Теперь уже сын стал постоянным врачом матери. В эти дни сердце бушевало, укладывало в постель. Она сопротивлялась болезни и думала о композиции рисунка, в котором бы еще раз выразился ее протест против войны.

…Над маленькими головами распластались могучие нежные руки. Из-под них выглядывают ребяческие глаза — озорные, испуганные, наблюдающие.

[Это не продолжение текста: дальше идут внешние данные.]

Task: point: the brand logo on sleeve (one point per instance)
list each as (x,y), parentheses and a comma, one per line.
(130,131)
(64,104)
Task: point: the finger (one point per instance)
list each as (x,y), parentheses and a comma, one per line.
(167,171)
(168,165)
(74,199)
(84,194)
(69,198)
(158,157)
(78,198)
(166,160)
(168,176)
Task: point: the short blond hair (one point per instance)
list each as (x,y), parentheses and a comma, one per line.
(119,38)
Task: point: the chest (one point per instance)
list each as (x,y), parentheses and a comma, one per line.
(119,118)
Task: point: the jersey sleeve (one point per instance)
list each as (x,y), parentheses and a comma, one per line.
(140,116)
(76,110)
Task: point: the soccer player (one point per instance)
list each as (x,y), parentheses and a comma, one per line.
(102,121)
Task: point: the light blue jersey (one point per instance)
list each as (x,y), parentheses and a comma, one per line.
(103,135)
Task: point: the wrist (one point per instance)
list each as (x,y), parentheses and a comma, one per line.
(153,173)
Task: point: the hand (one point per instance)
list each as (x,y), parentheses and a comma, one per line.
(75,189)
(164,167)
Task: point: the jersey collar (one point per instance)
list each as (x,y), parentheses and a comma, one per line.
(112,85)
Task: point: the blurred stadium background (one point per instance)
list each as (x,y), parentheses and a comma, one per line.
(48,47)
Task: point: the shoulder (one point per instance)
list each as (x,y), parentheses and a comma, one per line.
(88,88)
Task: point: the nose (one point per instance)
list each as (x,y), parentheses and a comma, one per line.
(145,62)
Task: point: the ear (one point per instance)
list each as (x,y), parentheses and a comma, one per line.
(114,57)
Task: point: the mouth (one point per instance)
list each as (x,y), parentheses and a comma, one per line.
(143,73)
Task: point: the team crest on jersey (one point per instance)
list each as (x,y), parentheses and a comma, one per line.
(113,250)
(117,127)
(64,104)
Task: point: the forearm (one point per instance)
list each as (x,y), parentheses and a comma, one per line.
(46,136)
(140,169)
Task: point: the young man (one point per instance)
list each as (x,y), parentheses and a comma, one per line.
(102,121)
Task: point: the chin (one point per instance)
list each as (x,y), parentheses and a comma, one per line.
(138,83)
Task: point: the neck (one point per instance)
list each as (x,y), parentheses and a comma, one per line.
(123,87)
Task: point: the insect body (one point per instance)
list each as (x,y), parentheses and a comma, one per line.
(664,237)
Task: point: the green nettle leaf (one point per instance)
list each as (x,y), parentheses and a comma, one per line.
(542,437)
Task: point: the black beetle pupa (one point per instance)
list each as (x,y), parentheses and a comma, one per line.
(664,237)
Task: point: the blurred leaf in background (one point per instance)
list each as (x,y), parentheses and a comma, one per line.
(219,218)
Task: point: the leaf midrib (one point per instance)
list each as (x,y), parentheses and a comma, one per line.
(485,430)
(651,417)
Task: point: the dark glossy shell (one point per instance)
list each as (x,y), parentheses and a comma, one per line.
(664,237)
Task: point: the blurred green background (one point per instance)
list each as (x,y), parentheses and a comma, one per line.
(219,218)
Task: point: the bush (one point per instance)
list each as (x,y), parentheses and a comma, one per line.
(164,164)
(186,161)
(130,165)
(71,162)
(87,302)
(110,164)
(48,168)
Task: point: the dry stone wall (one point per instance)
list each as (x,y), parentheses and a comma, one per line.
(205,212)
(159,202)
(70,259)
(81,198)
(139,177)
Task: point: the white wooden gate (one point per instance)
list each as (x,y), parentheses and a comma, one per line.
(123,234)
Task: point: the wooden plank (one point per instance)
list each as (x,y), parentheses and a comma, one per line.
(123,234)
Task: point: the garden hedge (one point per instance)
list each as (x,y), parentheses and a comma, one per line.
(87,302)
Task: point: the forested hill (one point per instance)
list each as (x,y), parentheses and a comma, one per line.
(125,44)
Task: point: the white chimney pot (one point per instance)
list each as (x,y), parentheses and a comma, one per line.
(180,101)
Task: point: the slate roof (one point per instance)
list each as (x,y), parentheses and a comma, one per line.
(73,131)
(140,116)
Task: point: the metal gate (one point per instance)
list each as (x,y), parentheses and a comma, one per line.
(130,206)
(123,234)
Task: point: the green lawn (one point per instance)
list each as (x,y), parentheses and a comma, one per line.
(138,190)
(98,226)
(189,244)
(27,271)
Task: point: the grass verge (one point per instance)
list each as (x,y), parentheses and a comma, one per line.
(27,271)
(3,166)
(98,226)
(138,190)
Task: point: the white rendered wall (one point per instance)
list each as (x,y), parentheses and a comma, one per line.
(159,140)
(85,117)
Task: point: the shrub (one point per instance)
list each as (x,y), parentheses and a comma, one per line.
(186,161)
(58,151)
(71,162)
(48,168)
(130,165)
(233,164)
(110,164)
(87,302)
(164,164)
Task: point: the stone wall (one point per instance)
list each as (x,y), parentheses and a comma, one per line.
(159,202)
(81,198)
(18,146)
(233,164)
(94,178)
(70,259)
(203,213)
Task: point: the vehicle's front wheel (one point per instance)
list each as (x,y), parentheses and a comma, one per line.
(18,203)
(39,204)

Мать заслоняет детей от опасности, прильнула к ним всем телом, не выпустит в ужасный мир, где бушует война. Она вырастила их для жизни. И Кэте Кольвиц подписывает свою литографию словами Гёте: «Семена, предназначенные для посева, не должны быть перемолоты».

Создано это произведение в 1942 году, когда художнице было 75 лет. Удивительное мужество. В год решающих битв на полях Отечественной войны, в Берлине, логове фашизма, Кольвиц требовательно выступила против безумия войны, бессмысленности жертв. Этот лист — итог всей жизни Кольвиц, ее полувекового творчества, отданного во имя светлого будущего.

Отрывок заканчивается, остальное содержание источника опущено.